Eye problems often hide in plain sight, damaging your delicate visual system before you notice any symptoms. Regular eye exams can help your eye doctor spot common eye conditions and treat them before you lose vision. Here are some of the problems he or she seeks—and the therapies that relieve them.
Nearsighted, farsighted, or both, these vision-blurring disorders affect more Americans than any other eye problem. They occur when the shape of the eye interferes with the focus of light on the retina, the light-sensitive tissue at the back of the eye. The loss of focus that comes with aging—presbyopia—also falls into this category. Glasses, contacts, or laser surgery could improve vision for 11 million people nationwide.
Age-related macular degeneration (AMD) causes damage to your macula—a small part of your eye responsible for sharp vision. Blurriness and dark spots may appear in the center of your vision. In one type of AMD, called wet AMD, new blood vessels grow under the macula. This makes straight lines appear wavy. Supplements, injections, or laser treatment can slow AMD’s progress and preserve your remaining sight.
Also called “lazy eye,” amblyopia is the most common vision problem in children. Communication problems between the brain and the eyes reduce vision in just one eye. This can occur because of the eye’s position or because one eye has a more severe refractive error than the other. Patches or eyedrops can temporarily weaken the strong eye, restoring balanced vision. Amblyopia should be treated during childhood.
A normal eye continually produces and leaks out a small amount of fluid each day. For reasons doctors don’t understand, people with glaucoma develop a blockage in this drainage system. Pressure builds up in the eye, damaging the optic nerve. If left untreated, glaucoma can blind you. But comprehensive eye exams can catch it early and eyedrops or other treatments protect your sight.
Your retinas contain many tiny blood vessels. If your blood sugar stays high over time, these vessels swell and weaken, interfering with your vision. You might not notice this at first—that’s why everyone with diabetes should have a complete eye exam yearly. Over time, you might see spots, flashing lights, or lose part or all of your vision.

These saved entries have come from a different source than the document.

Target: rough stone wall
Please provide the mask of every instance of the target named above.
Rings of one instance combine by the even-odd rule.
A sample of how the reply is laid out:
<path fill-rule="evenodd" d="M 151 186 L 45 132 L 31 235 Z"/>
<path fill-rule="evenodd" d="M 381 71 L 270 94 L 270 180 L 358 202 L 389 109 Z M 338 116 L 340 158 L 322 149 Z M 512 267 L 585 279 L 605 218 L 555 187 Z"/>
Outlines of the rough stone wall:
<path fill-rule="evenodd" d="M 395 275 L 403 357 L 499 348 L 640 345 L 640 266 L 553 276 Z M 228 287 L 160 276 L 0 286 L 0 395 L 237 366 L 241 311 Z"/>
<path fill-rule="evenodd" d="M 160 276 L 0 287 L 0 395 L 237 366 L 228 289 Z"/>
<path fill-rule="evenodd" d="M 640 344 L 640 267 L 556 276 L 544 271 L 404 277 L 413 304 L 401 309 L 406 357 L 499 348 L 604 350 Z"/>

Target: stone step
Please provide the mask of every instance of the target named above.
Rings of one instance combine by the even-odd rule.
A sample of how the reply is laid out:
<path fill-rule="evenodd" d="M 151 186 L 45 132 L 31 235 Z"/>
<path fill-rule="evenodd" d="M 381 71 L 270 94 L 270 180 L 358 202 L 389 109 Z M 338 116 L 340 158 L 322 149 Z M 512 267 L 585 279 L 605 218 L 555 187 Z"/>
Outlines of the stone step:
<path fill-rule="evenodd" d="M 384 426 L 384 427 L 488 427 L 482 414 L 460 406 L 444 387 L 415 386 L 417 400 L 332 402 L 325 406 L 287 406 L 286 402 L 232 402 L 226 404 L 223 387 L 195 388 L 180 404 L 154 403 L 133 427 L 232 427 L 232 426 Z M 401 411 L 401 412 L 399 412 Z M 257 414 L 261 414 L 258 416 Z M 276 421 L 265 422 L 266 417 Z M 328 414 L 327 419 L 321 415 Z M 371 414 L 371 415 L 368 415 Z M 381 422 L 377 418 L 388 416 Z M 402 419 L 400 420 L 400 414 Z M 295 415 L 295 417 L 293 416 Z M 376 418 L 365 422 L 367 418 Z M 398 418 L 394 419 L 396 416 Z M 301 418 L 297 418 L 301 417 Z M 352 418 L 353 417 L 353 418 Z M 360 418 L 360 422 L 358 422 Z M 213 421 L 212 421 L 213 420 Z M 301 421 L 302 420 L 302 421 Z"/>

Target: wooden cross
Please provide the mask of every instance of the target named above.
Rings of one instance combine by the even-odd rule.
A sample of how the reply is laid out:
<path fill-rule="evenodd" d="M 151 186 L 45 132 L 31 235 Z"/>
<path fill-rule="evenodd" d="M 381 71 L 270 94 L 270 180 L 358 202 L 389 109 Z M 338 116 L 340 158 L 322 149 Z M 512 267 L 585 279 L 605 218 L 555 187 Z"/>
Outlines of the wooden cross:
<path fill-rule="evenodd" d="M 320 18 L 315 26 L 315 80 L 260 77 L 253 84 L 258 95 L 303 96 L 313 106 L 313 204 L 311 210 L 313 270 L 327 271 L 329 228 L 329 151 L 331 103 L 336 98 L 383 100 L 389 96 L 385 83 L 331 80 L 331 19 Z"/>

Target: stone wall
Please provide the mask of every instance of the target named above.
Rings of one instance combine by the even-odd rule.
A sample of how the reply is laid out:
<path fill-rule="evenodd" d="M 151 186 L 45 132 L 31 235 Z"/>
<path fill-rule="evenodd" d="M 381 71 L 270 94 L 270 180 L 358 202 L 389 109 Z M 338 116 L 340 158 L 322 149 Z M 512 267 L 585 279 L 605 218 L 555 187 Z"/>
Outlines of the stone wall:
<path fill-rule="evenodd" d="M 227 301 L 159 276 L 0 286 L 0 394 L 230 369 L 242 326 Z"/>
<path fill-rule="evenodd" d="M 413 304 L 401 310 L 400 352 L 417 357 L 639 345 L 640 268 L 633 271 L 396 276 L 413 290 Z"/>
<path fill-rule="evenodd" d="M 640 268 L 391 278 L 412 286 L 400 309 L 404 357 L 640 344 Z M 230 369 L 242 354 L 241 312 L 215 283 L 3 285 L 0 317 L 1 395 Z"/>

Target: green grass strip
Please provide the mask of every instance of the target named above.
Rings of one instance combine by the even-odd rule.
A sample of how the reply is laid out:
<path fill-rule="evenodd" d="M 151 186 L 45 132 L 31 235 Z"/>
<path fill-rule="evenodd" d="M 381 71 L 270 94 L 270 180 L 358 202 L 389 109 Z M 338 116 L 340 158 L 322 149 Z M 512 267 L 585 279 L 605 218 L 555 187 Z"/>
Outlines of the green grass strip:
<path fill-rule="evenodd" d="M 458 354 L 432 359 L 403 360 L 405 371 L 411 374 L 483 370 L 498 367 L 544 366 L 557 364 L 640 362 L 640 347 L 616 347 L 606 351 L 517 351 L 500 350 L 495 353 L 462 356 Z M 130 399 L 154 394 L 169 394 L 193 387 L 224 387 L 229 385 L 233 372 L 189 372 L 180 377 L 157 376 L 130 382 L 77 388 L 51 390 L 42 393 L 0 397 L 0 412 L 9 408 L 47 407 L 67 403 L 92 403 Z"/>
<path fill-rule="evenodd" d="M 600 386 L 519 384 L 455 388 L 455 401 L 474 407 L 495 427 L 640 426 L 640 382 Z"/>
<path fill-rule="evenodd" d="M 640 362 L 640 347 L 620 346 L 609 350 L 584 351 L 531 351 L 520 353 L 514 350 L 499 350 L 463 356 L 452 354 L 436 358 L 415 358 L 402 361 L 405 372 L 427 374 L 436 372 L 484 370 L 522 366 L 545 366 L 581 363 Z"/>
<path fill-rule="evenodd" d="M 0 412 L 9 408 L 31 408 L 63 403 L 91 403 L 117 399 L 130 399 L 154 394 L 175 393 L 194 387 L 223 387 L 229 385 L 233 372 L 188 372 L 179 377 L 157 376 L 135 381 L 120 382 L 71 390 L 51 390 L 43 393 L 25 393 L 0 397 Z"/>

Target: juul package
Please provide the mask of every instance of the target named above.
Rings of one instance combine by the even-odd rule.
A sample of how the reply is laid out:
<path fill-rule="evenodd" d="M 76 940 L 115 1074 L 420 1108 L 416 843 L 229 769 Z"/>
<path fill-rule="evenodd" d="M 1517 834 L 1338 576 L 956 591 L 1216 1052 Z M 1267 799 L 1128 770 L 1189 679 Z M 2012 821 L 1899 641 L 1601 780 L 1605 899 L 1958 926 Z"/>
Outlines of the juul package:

Allergies occur when the tissues in your eyes react to something in the air around you. Pollen, mold, and dust often trigger this response. Your eyes then produce a substance called histamine, which causes redness, itching, teariness, and burning. Avoiding allergens—for instance, by checking pollen counts before heading outside—and using special eyedrops can ease your symptoms.
Like the lens of a camera, your eye’s lens focuses your vision. Clumps of protein called cataracts cloud your lenses, blurring the images that reach your brain. Most cataracts occur with aging. But they can also develop after eye surgery, as a result of eye injuries, or even before birth. If cataracts interfere with your daily life, you can have surgery to remove the cloudy lens and replace it with an artificial one.
Pink, itchy eyes serve as the hallmark sign of this common infection. More properly called conjunctivitis, it affects the conjunctiva, the thin, clear tissue that lines your eyelid and the whites of your eyes. Viruses, bacteria, allergens and irritants, such as smog, can cause pink eye. Viral and bacterial pink eye spread quickly from person to person. In most cases, the infection clears up over time. For severe cases caused by bacteria, you may need an antibiotic.
With each blink, lubricating tears spread over the surface of your eye. But for a variety of reasons, some people don’t produce enough tears or their tears evaporate too quickly. Dry eye can feel like there’s something in your eye, or you may feel a scratching sensation. Drops, medications, and changes to your lifestyle—like cutting back on screen time—can help.